Ma cosa intendiamo nello specifico per servizi domiciliari? Comunemente, con tale etichetta si intendono tutte quelle misure che non prevedono lo spostamento della persona dal proprio domicilio. Sotto questa denominazione ricadono interventi socio-sanitari come il supporto domestico, la consegna di pasti a domicilio, la cura della persona, l’assistenza medico-infermieristica a casa del paziente e interventi più socio-educativi come i percorsi di autonomia e inclusione per persone con problemi di salute mentale o supporti educativi a sostegno di nuclei familiari e minori; nonché forme di home care caratterizzate da una maggiore intensità di assistenza, quali l’ospedalizzazione a domicilio. La dimensione domiciliare delle cure e la varietà dei soggetti pubblici e privati interessati rivestono oggi un’importanza strategica: nella quasi totalità delle Regioni italiane infatti i servizi domiciliari sono inseriti nelle cure primarie e l’ambito in cui si pongono è il distretto socio-sanitario che rappresenta nella sua dimensione territoriale anche il luogo ottimale di realizzazione delle attività integrate con il comparto sociale.

La nostra cooperativa gestisce servizi domiciliari fin dalla nascita e in questi anni dalle persone che ci lavorano e dai nostri utenti abbiamo appreso il valore dello “stare a casa propria”, dove per “casa” intendiamo un luogo fatto di relazioni, legami, incontri e ricordi. Tutti i nostri servizi sono pensati a partire da questa logica e hanno l’obiettivo di creare le condizioni affinché la persona possa rimanere nella propria casa o ci possa tornare, lavorando in una continua sinergia con i servizi residenziali e semi residenziali.

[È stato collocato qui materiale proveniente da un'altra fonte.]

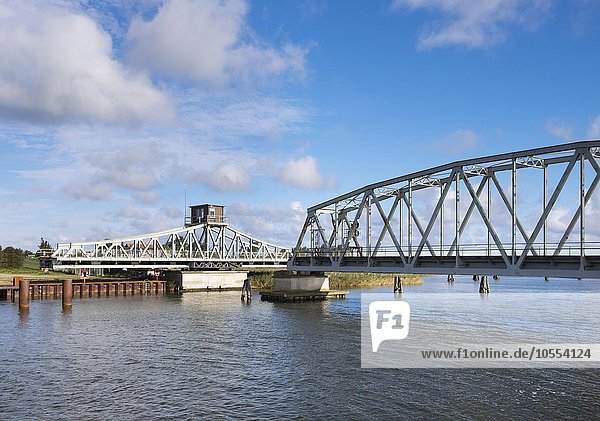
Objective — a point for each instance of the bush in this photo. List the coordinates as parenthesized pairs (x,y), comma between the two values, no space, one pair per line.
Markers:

Il nostro desiderio è che il potenziamento della domiciliarità venga messo al centro del dibattito politico e riconosciuto come possibile risposta a questa emergenza, sia nella fase di gestione della crisi che nella fase successiva di ricostruzione, con l’augurio che il focus su questi servizi prenda in carico anche le principali criticità emergenti dai processi di trasformazione sociali in corso, come possono essere i giovani anziani, la solitudine sociale, le diseguaglianze economiche e i bisogni culturali.

Sulla scia di queste considerazioni, abbiamo deciso di dedicare il mese di aprile al racconto dei servizi domiciliari della nostra cooperativa. E vogliamo farlo direttamente con le parole di chi, quotidianamente, svolge questo lavoro. Cristina, una nostra operatrice, alla fine di una giornata di lavoro scrive: “Sto per uscire da casa di T., dopo averle fatto da mangiare e averla più volte rassicurata. Indaffarata con guanti e mascherina ancora indossati, raccatto la borsa e la giacca. Lei con la sua voce un po’ stentata pronuncia “GRAZIE SAI!”. Mi giro e in quegli occhi velati e pessimisti riconosco un’autentica gratitudine per la mia costante presenza. Quel “GRAZIE SAI!” dà un senso enorme a quello che faccio e ai rischi che corro, io e tanti miei colleghi e colleghe. Torno a casa con un senso di compiutezza che mi fa sentire bene e stempera le mie paure. Grazie T., oggi è una bella giornata.”

È di questo senso che vi vogliamo parlare e delle 350 persone fra operatori socio-sanitari, infermieri ed educatori che ogni giorno in Azalea si prendono cura di 2000 persone, fra anziani, disabili, minori e persone con problemi di salute mentale, rendendo tutto questo possibile.

Un tributo al loro lavoro, alla loro passione e senso di responsabilità. Grazie.